Since the company’s founding in 1928, the Peninsula Hotels has been committed to promoting the rich and vibrant cultural atmosphere of the destination cities in which they are sited. In a continuation of the group’s ethos of innovation, the Peninsula has partnered with curators Bettina Prentice and Isolde Brielmaier to commission the ongoing production of artworks from boundary-breaking contemporary artists whose pieces activate the senses to inspire and enchant visitors. This initiative, titled Art in Resonance, reflects a deeper commitment to engage with the artistic sphere, not only as a venue but as an originator and stimulator of culture. In addition to their commissions program, many Peninsula properties around the world focus their efforts on supporting institutions, foundations, and artists in their respective communities–with the New York program supporting the Swiss Institute.
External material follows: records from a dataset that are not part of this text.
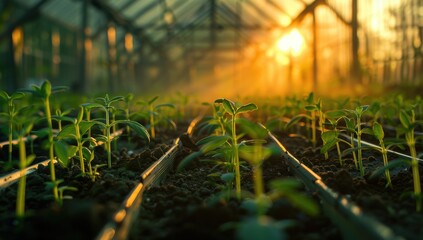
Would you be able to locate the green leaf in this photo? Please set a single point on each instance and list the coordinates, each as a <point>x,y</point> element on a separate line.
<point>328,145</point>
<point>368,131</point>
<point>329,136</point>
<point>378,131</point>
<point>58,89</point>
<point>227,177</point>
<point>4,95</point>
<point>311,108</point>
<point>405,119</point>
<point>92,105</point>
<point>136,126</point>
<point>349,123</point>
<point>229,106</point>
<point>151,101</point>
<point>64,152</point>
<point>310,98</point>
<point>294,120</point>
<point>116,99</point>
<point>63,118</point>
<point>187,160</point>
<point>335,114</point>
<point>84,126</point>
<point>247,108</point>
<point>170,105</point>
<point>68,131</point>
<point>29,160</point>
<point>42,132</point>
<point>391,165</point>
<point>80,114</point>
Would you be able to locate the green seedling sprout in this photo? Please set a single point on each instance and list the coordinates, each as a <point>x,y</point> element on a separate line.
<point>10,115</point>
<point>358,130</point>
<point>76,130</point>
<point>128,101</point>
<point>234,109</point>
<point>153,112</point>
<point>59,115</point>
<point>330,137</point>
<point>380,134</point>
<point>89,156</point>
<point>24,162</point>
<point>409,123</point>
<point>106,105</point>
<point>44,92</point>
<point>255,155</point>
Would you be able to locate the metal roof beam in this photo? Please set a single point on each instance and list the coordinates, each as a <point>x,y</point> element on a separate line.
<point>145,10</point>
<point>262,13</point>
<point>276,6</point>
<point>31,13</point>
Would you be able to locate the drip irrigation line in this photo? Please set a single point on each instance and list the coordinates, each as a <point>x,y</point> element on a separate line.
<point>350,219</point>
<point>378,147</point>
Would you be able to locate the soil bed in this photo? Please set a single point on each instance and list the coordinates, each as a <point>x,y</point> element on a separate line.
<point>180,208</point>
<point>83,216</point>
<point>387,205</point>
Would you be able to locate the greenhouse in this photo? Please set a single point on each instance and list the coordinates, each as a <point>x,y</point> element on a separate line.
<point>211,119</point>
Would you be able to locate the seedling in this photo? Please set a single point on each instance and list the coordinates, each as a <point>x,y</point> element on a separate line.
<point>128,101</point>
<point>44,92</point>
<point>409,123</point>
<point>59,115</point>
<point>24,162</point>
<point>358,130</point>
<point>234,109</point>
<point>106,105</point>
<point>10,115</point>
<point>380,134</point>
<point>75,131</point>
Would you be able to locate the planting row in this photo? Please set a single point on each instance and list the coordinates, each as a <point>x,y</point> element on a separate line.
<point>233,144</point>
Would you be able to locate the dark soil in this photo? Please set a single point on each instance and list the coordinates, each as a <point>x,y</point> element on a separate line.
<point>83,216</point>
<point>391,207</point>
<point>182,207</point>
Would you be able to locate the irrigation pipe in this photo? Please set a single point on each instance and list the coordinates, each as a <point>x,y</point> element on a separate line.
<point>378,147</point>
<point>350,219</point>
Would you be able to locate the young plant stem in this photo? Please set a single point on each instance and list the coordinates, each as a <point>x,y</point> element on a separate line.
<point>415,168</point>
<point>354,155</point>
<point>235,160</point>
<point>20,201</point>
<point>152,128</point>
<point>360,158</point>
<point>338,148</point>
<point>258,173</point>
<point>313,128</point>
<point>114,130</point>
<point>51,148</point>
<point>88,117</point>
<point>10,139</point>
<point>385,163</point>
<point>79,142</point>
<point>108,140</point>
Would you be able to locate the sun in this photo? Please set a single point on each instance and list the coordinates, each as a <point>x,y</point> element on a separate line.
<point>292,43</point>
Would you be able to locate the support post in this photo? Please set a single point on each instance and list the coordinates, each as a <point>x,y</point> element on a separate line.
<point>83,55</point>
<point>355,67</point>
<point>315,62</point>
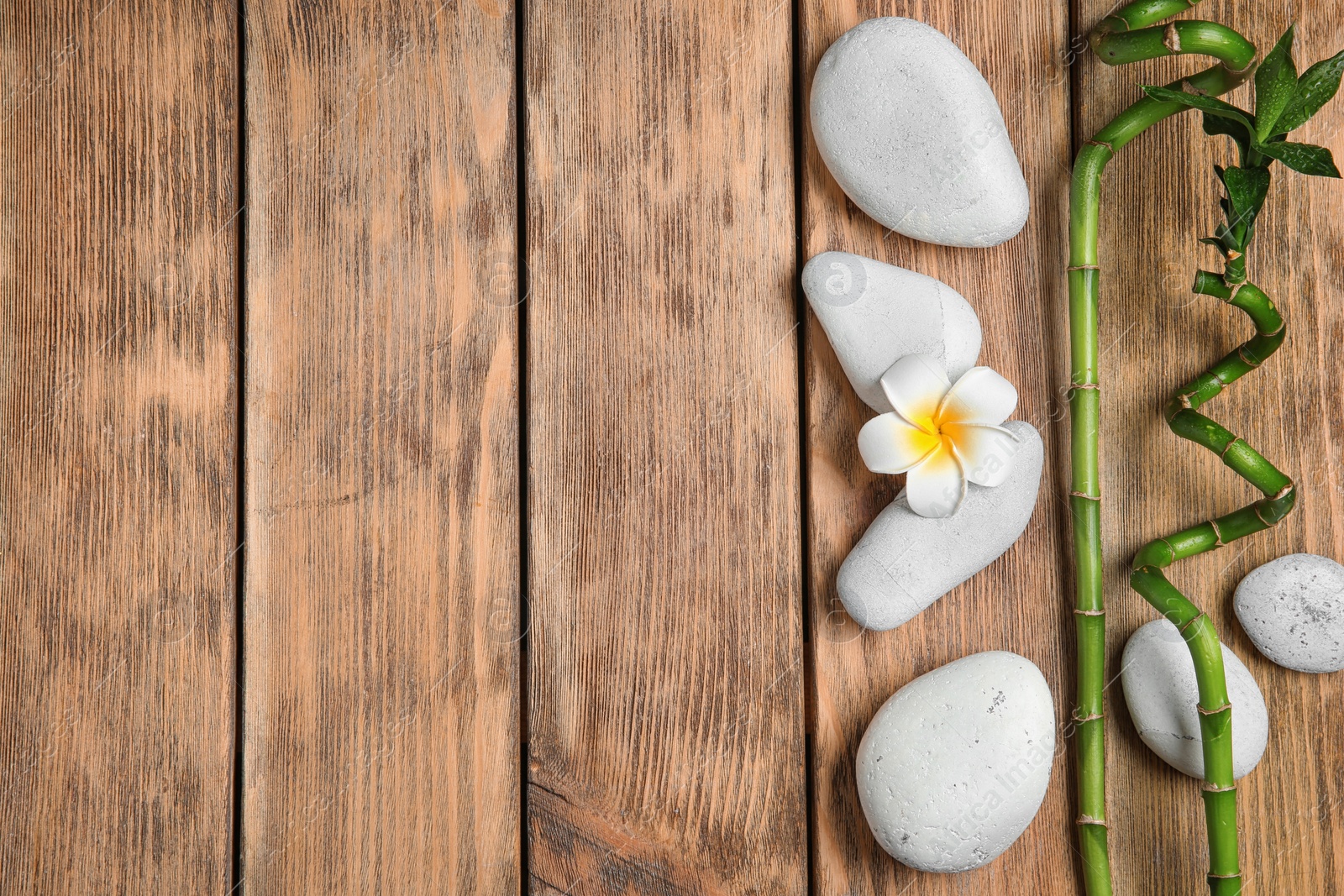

In line with the Peninsula’s mission, the hotel hosted the Art in America brunch for the January issue highlighting AI and Generative art. Artist, scholar, and collector Anne Spalter joined A.i.A. editor William S. Smith and tech entrepreneur Laura Lehmann in conversation about the history and future of computer art.
Spalter, author of the influential history The Computer in the Visual Arts (1999), described how her research into a field within art history that was neglected at the time led to her interest in collecting. Spalter noted that she has long been an outlier in an art world that disregarded computer art, though both museums and the market are catching up. She and her spouse, Michael Spalter, have built a significant collection that includes work created between the 1950s and 1980s by pioneering figures such as Vera Molnár, Georg Nees, and Koji Fujino. Though many of the compositions were produced by algorithms, the designs were fabricated with plotter printers on paper. The Spalters’ collection of computer art features many pieces in traditional mediums. Lehmann articulated an expanded view of collecting, noting that the meaning of collecting and curating is changing as those activities become widespread on social media. A new generation accustomed to managing collections of digital imagery on a daily basis could very well transform fundamental values in art and assumptions about its singularity.
The discussion is part of a series on the subject that will continue at the Armory Art Fair in New York on Saturday, March 7. These live media events about art and technology build on themes and topics covered in Art in America’s January 2020 issue focused on AI and generative art; it includes a feature on Molnár and a print created in celebration of the artist’s 96th birthday.